Chico Forti torna in Italia, da 20 anni in cella in Usa

Chico Forti torna in Italia, da 20 anni in cella in Usa
Chico Forti torna in Italia dopo 20 anni trascorsi in un carcere di massima sicurezza in Florida per un omicidio al quale si è sempre dichiarato estraneo. Una «bellissima notizia» annunciata dal ministro degli Esteri Luigi Di Maio, che chiude il filone americano di una lunghissima vicenda processuale, giudiziaria e diplomatica. «Un risultato estremamente importante, che premia un lungo e paziente lavoro politico e diplomatico», ha aggiunto il titolare della Farnesina, spiegando che «il Governatore della Florida ha accolto l’istanza di Chico di avvalersi dei benefici previsti dalla Convenzione di Strasburgo e di essere trasferito in Italia». E che ora il Governo «seguirà i prossimi passi per accelerare il più possibile l’arrivo di Chico». L’ex produttore è stato accusato nel 1998 dell’omicidio dell’imprenditore australiano Dale Pike, il cui cadavere venne ritrovato su una spiaggia in Florida. Nel 2000 è stato condannato all’ergastolo e rinchiuso in un carcere di massima sicurezza vicino a Miami. Lui si è sempre dichiarato vittima di un errore giudiziario ed ha iniziato una lunga battaglia legale per cercare quantomeno di tornare in Italia. Battaglia che con il tempo è diventata anche politica e in suo favore si sono susseguiti pure appelli e messaggi di solidarietà di personaggi dello spettacolo e inchieste televisive per dimostrarne l’innocenza. Il governo ha portato poi la vicenda all’attenzione degli Stati Uniti, coinvolgendo anche il segretario di Stato americano.

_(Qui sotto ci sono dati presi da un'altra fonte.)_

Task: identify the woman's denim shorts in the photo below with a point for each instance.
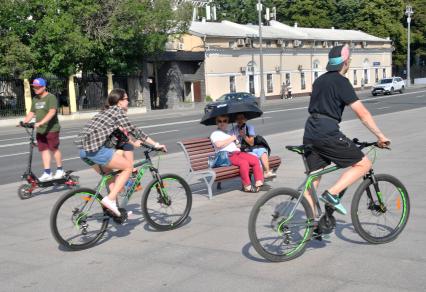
(102, 156)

«Non ci siamo mai dimenticati di Chico Forti - ha detto Di Maio - che potrà finalmente fare ritorno nel suo Paese vicino ai suoi cari. Sono personalmente grato al Governatore DeSantis e all’Amministrazione Federale degli Stati Uniti. Un ringraziamento speciale al Segretario di Stato Mike Pompeo, con il quale ho seguito personalmente la vicenda e con il quale ho parlato ancora nel fine settimana, per l’amicizia e la collaborazione che ha offerto per giungere a questo esito così importante». Accanto a quello politico, il lavoro diplomatico, portato avanti negli ultimi anni dall’ambasciatore italiano a Washington Armando Varricchio. Fino all’esito di queste ore, attraverso la convenzione di Strasburgo del 1983, ratificata dagli Stati Uniti, che permette di scontare la pena nel proprio paese. Una notizia che il titolare della Farnesina ha immediatamente comunicato alla famiglia Forti, al presidente della Repubblica e al presidente del Consiglio. «Il prossimo ritorno in Italia di Chico Forti è davvero una bella notizia», ha commentato su Twitter Giuseppe Conte. Una soddisfazione espressa da tutte le forze politiche, dai Cinque Stelle alla Lega, dal Pd a Forza Italia. «È uno splendido regalo di Natale - ha detto Matteo Salvini - era una battaglia di giustizia e di civiltà e come Lega siamo orgogliosi di averla combattuta anche quando ne parlavano in pochi». Prima della vicenda giudiziaria che l’ha bloccato in una cella Chico Forti ha avuto molte vite: quella di pioniere del surf, praticato ai massimi livelli tanto da partecipare ad una coppa del mondo nel 1985, quella di campione di quiz televisivi, con una vincita milionaria a Telemike, grazie alla quale si è trasferito in America dove si è sposato ed ha avuto tre figli. E poi ancora, dopo un incidente stradale che ha bloccato bruscamente la sua carriera sportiva, quella di produttore di documentari dedicati allo sport. Ora forse, a 61 anni, potrà iniziarne un’altra in Italia.